When an accounting firm hires someone new, there are assumptions that they make about that new person. Things like, the new employee knows their own name and date of birth. Typical personal hygiene habits are something else that is simply taken for granted. In this information and digital age, another assumption most accounting firms make is that you are familiar with the communicative miracle that is email. Email has been around for awhile now and even the elderly and several species of pig can operate a typical Gmail account without too much trouble. Further, most humans have evolved to avoid many of the standard email snafus (e.g. attachment missing) that befall the common user (and thank goodness Google solved this problem with an attachment warning for everyone else). Today however, we have discovered that the most god-awful annoying of email mistakes — the chronic unnecessary use of the ‘Reply All’ button — has rocked PwC to the core.
We received an email informing us that several employees received the following email:
Please be aware that your vacation balance is approaching or has already reached the maximum allowable accrued vacation balance of 176 hours (22 days). Once your vacation balance reaches 176 hours, you stop accruing vacation.
According to our tipster, the “Reply-All” outbreak started after that, “I’ve gotten over 70 this morning, the majority of which read, “PLEASE REMOVE ME FROM THIS DISTRIBUTION LIST!!!!” This is true. We’ve seen several of the emails and they mostly consist of the following:
PLEASE REMOVE ME FROM THE DISTRIBUTION LIST. WHY AM I RECEIVING ALL THESE NOTIFICATIONS.? [sic and uh, why the shouting?]
Remove me too Please [sic]!
Please remover [sic] me, as well.
Please remove me immediately [sic] this [sic] is really ridiculous.
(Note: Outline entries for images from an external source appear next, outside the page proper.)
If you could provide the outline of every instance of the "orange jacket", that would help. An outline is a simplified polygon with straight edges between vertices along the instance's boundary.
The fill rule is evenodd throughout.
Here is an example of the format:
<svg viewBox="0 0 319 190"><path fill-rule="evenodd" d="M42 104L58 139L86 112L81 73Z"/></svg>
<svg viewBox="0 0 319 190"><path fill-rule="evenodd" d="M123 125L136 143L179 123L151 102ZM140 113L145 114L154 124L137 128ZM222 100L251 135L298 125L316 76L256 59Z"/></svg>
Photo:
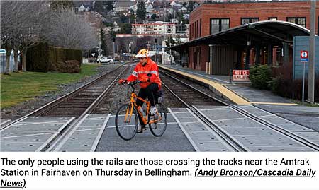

All this Reply-Alling eventually pushed one Washington, DC employee to brink and he…replied all to make the following statement:
We’re suppose [sic] to be a SMART company with SMART people, but this continual emailing shows that we’re just a bunch of idiots. Want to know how to stop this STUPID email chain – STOP HITTING THE REPLY ALL BUTTON!!!!!!!!!! It’s not Rocket Science
Apparently this is still ongoing but if the madness doesn’t stop any time soon, please get in touch to let us know that everyone is okay. Jud[g]ing by the number of exclamation points, someone may soon get hurt. One must be careful when provoking people perpetually just one email away from a nervous breakdown after all.